Re: [PATCH 0/2] Expose KVM API to Linux Kernel
From: Andy Lutomirski
Date: Mon May 18 2020 - 16:45:46 EST
On Mon, May 18, 2020 at 1:50 AM Anastassios Nanos
<ananos@xxxxxxxxxxxxxxx> wrote:
>
> On Mon, May 18, 2020 at 10:50 AM Marc Zyngier <maz@xxxxxxxxxx> wrote:
> >
> > On 2020-05-18 07:58, Anastassios Nanos wrote:
> > > To spawn KVM-enabled Virtual Machines on Linux systems, one has to use
> > > QEMU, or some other kind of VM monitor in user-space to host the vCPU
> > > threads, I/O threads and various other book-keeping/management
> > > mechanisms.
> > > This is perfectly fine for a large number of reasons and use cases: for
> > > instance, running generic VMs, running general purpose Operating
> > > systems
> > > that need some kind of emulation for legacy boot/hardware etc.
> > >
> > > What if we wanted to execute a small piece of code as a guest instance,
> > > without the involvement of user-space? The KVM functions are already
> > > doing
> > > what they should: VM and vCPU setup is already part of the kernel, the
> > > only
> > > missing piece is memory handling.
> > >
> > > With these series, (a) we expose to the Linux Kernel the bare minimum
> > > KVM
> > > API functions in order to spawn a guest instance without the
> > > intervention
> > > of user-space; and (b) we tweak the memory handling code of KVM-related
> > > functions to account for another kind of guest, spawned in
> > > kernel-space.
> > >
> > > PATCH #1 exposes the needed stub functions, whereas PATCH #2 introduces
> > > the
> > > changes in the KVM memory handling code for x86_64 and aarch64.
> > >
> > > An example of use is provided based on kvmtest.c
> > > [http://email.nubificus.co.uk/c/eJwdzU0LgjAAxvFPo0eZm1t62MEkC0xQScJTuBdfcGrpQuvTN4KHP7_bIygSDQfY7mkUXotbzQJQftIX7NI9EtEYofOW3eMJ6uTxTtIqz2B1LPhl-w6nMrc8MNa9ctp_-TzaHWUekxwfSMCRIA3gLvFrQAiGDUNE-MxWtNP6uVootGBsprbJmaQ2ChfdcyVXQ4J97EIDe6G7T8zRIJdJKmde2h_0WTe_] at
> > > http://email.nubificus.co.uk/c/eJwljdsKgkAYhJ9GL2X9NQ8Xe2GSBSaoJOFVrOt6QFdL17Sevq1gGPhmGKbERllRtFNb7Hvn9EIKF2Wv6AFNtPmlz33juMbXYAAR3pYwypMY8n1KT-u7O2SJYiJO2l6rf05HrjbYsCihRUEp2DYCgmyH2TowGeiVCS6oPW6EuM-K4SkQSNWtaJbiu5ZA-3EpOzYNrJ8ldk_OBZuFOuHNseTdv9LGqf4Apyg8eg
>
> Hi Marc,
>
> thanks for taking the time to check this!
>
> >
> > You don't explain *why* we would want this. What is the overhead of
> > having
> > a userspace if your guest doesn't need any userspace handling? The
> > kvmtest
> > example indeed shows that the KVM userspace API is usable without any
> > form
> > of emulation, hence has almost no cost.
>
> The rationale behind such an approach is two-fold:
> (a) we are able to ditch any user-space involvement in the creation and
> spawning of a KVM guest. This is particularly interesting in use-cases
> where short-lived tasks are spawned on demand. Think of a scenario where
> an ABI compatible binary is loaded in memory. Spawning it as a guest from
> userspace would incur a number of IOCTLs. Doing the same from the kernel
> would be the same number of IOCTLs but now these are function calls;
> additionally, memory handling is kind of simplified.
>
> (b) I agree that the userspace KVM API is usable without emulation for a
> simple task, written in bytecode, adding two registers. But what about
> something more complicated? something that needs I/O? for most use-cases,
> I/O happens between the guest and some hardware device (network/storage
> etc.). Being in the kernel saves us from doing unneccessary mode switches.

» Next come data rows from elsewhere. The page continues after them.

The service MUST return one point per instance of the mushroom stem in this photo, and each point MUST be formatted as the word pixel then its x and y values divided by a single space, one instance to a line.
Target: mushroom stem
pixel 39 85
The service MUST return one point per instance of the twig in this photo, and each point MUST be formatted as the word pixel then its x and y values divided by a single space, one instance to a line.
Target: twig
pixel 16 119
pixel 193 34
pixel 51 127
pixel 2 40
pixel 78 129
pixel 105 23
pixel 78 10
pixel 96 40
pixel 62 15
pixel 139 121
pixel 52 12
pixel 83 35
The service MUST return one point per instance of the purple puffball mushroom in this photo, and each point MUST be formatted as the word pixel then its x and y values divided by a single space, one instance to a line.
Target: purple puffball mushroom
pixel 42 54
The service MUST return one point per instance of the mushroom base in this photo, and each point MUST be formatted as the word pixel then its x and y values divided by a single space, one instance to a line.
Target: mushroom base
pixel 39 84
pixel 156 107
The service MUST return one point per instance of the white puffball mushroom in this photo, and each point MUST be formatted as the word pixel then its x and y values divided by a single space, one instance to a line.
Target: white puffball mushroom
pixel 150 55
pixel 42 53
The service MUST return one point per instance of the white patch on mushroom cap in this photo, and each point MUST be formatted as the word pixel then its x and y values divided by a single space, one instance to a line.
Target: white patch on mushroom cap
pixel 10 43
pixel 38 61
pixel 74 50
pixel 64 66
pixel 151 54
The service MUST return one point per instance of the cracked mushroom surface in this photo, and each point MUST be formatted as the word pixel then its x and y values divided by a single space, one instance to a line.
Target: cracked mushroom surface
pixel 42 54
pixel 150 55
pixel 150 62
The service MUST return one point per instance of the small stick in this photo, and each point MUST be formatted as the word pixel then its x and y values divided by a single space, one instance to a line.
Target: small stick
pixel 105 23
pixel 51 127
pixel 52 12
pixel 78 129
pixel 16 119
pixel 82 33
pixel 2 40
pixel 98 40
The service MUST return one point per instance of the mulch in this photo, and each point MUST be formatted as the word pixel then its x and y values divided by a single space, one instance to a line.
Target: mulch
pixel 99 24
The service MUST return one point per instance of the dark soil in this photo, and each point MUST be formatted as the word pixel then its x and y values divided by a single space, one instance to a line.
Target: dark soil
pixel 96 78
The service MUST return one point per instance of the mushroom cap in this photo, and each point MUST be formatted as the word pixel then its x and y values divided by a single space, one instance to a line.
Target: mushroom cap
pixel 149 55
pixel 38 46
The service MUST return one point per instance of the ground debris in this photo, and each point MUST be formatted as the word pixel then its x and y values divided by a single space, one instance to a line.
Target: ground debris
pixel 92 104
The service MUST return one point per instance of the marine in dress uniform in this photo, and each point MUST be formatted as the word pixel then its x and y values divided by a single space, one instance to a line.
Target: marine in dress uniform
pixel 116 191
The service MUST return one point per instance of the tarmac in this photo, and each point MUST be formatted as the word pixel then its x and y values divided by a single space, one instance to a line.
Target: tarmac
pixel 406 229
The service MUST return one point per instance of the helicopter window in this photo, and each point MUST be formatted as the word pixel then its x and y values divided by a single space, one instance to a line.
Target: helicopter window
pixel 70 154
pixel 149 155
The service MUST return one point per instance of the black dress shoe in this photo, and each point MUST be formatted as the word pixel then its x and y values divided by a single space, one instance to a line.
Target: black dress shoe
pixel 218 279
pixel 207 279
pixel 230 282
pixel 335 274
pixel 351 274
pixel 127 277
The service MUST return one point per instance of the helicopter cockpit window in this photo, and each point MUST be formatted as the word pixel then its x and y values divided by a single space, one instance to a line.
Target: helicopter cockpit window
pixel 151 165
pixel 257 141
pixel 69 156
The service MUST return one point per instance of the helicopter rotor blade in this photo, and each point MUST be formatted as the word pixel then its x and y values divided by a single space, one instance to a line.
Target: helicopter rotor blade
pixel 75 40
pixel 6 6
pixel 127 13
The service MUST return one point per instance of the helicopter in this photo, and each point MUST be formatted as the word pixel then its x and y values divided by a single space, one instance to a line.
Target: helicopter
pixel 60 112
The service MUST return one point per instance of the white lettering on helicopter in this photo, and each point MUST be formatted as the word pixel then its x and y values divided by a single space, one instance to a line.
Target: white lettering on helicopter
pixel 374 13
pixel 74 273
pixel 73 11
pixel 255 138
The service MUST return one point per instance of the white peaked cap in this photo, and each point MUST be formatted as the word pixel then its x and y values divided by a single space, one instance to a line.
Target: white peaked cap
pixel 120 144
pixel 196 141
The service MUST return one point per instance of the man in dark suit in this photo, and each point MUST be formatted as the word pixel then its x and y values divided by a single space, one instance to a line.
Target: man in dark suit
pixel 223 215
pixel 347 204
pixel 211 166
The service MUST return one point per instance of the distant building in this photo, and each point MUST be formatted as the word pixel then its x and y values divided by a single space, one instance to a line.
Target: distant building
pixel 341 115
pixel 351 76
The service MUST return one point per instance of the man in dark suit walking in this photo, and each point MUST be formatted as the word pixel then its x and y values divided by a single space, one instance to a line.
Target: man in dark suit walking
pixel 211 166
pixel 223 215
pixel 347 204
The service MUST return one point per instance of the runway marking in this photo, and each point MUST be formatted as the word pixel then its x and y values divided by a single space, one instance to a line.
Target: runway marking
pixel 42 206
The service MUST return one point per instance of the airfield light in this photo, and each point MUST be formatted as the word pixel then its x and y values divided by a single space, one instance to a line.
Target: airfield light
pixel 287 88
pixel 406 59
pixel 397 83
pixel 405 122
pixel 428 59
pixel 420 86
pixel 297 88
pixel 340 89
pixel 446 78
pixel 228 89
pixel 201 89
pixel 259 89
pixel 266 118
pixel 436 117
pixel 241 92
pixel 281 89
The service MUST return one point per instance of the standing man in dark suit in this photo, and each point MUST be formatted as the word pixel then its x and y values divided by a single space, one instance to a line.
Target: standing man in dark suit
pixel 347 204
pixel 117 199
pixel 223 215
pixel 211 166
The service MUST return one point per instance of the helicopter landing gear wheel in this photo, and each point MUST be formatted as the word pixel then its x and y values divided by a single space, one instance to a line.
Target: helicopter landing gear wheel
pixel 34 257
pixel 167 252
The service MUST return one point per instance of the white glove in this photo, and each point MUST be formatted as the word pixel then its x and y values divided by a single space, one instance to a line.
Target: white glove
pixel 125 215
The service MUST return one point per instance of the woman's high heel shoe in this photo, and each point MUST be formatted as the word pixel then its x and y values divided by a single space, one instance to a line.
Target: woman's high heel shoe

> Of course there are optimizations for handling I/O on QEMU/KVM VMs
> (virtio/vhost), but essentially what happens is removing mode-switches (and
> exits) for I/O operations -- is there a good reason not to address that
> directly? a guest running in the kernel exits because of an I/O request,
> which gets processed and forwarded directly to the relevant subsystem *in*
> the kernel (net/block etc.).
>
> We work on both directions with a particular focus on (a) -- device I/O could
> be handled with other mechanisms as well (VFs for instance).
>
> > Without a clear description of the advantages of your solution, as well
> > as a full featured in-tree use case, I find it pretty hard to support
> > this.
>
> Totally understand that -- please keep in mind that this is a first (baby)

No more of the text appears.